But in all these cases you can understand penal substitution as one metaphor for the atonement among other metaphors for the atonement, rather than as a literal distortion of justice and God’s inability to forgive without magic derived from super-human blood sacrifice. Though once again, when people are going with the anti-intellectual program demanding the sacrifice of rationality to pay for salvation then they are likely to go with both the number 1 option above and the latter literal understanding of penal substitution.

That would describe me quite well, so I’ll venture an answer…

Both, certainly.

As per Q1 above, I do believe said sin introduced both physical and spiritual death into the world, so not sure if I can be much help to you here regarding this question? But standing by if you have further questions.

thanks Daniel. Would you mind sketching out your origins model for me?

I believe special revelation (Jesus’ words, Scripture, etc.), properly understood and interpreted, to be inerrant revelation from God.

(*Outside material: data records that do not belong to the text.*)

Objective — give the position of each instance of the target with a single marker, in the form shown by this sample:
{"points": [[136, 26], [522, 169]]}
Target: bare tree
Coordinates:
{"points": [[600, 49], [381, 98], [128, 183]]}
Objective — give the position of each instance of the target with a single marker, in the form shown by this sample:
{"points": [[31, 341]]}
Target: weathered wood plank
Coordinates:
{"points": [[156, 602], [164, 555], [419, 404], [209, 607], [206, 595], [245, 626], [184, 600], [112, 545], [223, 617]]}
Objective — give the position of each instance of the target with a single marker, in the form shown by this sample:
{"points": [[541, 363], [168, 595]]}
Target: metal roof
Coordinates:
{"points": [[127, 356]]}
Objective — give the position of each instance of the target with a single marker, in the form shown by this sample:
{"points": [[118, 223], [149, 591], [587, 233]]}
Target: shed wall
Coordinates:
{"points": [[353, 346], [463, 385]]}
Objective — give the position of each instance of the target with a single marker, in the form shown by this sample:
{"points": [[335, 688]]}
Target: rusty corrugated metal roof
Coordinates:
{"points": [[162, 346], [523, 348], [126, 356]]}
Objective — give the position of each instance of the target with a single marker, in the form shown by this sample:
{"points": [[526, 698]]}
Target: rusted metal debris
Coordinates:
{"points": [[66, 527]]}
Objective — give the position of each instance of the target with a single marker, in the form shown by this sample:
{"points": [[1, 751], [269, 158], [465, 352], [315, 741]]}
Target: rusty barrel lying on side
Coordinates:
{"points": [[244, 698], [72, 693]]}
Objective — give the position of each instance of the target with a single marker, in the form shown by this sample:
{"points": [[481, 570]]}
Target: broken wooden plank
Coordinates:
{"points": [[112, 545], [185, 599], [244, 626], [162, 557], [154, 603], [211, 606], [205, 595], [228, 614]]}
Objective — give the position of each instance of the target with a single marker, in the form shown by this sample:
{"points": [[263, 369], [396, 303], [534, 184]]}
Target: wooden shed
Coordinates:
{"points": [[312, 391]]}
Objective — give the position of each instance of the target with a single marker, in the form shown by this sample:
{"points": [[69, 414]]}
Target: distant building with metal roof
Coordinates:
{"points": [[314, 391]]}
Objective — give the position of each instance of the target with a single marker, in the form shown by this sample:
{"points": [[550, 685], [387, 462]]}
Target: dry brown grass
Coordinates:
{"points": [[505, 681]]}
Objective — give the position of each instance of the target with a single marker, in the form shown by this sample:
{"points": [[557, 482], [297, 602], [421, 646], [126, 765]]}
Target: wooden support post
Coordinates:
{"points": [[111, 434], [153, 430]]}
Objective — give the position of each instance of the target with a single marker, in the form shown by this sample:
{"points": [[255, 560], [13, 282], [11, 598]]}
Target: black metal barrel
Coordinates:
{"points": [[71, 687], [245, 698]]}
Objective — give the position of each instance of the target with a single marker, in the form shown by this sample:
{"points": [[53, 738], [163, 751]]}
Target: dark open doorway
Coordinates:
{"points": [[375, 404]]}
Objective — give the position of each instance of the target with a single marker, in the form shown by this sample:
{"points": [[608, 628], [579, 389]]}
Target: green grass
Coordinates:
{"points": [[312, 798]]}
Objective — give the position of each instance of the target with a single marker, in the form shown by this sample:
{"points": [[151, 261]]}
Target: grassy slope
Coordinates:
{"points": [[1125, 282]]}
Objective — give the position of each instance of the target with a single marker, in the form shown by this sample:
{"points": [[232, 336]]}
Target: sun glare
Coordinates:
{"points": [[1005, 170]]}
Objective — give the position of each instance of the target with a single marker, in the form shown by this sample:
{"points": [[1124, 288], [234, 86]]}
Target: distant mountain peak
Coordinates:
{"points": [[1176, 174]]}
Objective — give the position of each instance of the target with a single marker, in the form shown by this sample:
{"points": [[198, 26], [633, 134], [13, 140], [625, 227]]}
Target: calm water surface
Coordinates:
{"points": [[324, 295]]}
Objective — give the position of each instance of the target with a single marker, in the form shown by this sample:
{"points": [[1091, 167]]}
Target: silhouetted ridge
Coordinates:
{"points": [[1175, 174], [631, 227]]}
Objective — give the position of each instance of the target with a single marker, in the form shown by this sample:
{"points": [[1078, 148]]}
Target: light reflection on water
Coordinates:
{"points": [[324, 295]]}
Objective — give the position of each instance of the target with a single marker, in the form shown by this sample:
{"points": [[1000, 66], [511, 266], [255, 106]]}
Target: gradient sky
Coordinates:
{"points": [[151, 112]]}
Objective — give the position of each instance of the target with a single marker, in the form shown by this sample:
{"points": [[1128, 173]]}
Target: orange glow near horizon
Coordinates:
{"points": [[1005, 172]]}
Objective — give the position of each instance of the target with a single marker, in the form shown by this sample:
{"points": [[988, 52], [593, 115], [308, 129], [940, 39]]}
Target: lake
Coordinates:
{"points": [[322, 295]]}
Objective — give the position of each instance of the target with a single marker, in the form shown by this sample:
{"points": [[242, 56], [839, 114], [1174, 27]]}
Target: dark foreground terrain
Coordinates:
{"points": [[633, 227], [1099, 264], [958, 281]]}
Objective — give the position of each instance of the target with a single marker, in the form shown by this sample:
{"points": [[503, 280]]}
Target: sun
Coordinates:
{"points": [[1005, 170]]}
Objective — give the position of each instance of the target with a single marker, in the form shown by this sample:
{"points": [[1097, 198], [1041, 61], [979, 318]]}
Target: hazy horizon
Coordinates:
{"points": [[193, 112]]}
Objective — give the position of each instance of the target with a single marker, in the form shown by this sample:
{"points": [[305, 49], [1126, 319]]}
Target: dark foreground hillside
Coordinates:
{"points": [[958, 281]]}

I also believe general revelation from the world (empiric scientific observations, for instance) to be inerrant, properly understood. Thus these two must always inform one another.

I am sympathetic to ID because of the science and logic involved, on many levels. However, I’m also sympathetic to the possibility of wide range of common descent, as well as conceptual common descent, as it seems to me there are obvious relations between certain animals, but which would require direct infusion of radical new leaps and technology (what has been described as punctuated equilibrium).

I am ambivalent on the details of age of earth questions, partly given Scripture’s affirmation of relativity of time, its use of phenomenological language, and the basic principle of relativity that says that time is dependent on frame of reference. The universe is 14 billion years old… by whose frame of reference? Are there not some possible observers who, were gravitation and speed within the right parameters, would have observed only 6 minutes since the Big Bang?

As for man, i simply embrace the biblical history of mankind as written in Scripture… that Jesus (and I) can trace ancestry to Adam and Eve as a novel creation, made perfectly without sin and existing without death (through having access to the tree of life) until the fall as described.

Thanks :+1:

These observers would have to be traveling at nearly the speed of light. Who might that be?

Just thinking hypothetically. My point is there simply isn’t one referent or single correct answer that gives “the” age of the universe.

I did find this interesting take…

So unless I’m very much mistaken (which has a very high likelihood, this is hardly my expertise)… when we’re talking these cosmic scales, we would never be able to perceive that we were traveling at near the speed of light even if we were… if we did, we wouldn’t know it, as we would still observe light traveling away from us at exactly c, and witness other distant phenomena under what appears natural progression given time dilation? After all, wouldn’t we be perceiving very distant galaxies and we’d assuming they were the ones traveling at near c? Unless there’s some absolute point of reference, how do we tell if some distant galaxy is traveling at near c, or if we’re the ones traveling at near c?

Or is this even a meaningful question?

Or you could see this if you were rather close to a black hole…

though only for a very brief span of time.

I think it’s a great question (though I’m at the beginning level too)–paging @pevaquark?

Interesting thought question, but as the article states, we have never seen a galaxy moving at that speed, so probably just hypothetical.
Strange as it seems, while we are in motion at far slower speeds around the galaxy and the galaxy through space in relation to other galaxies, we and everything else can be considered at the center of the Big Bang, with space itself expanding causing the change in distance, rather than the galaxies moving through space away from us, for the most part. At least I think that is somewhat the case.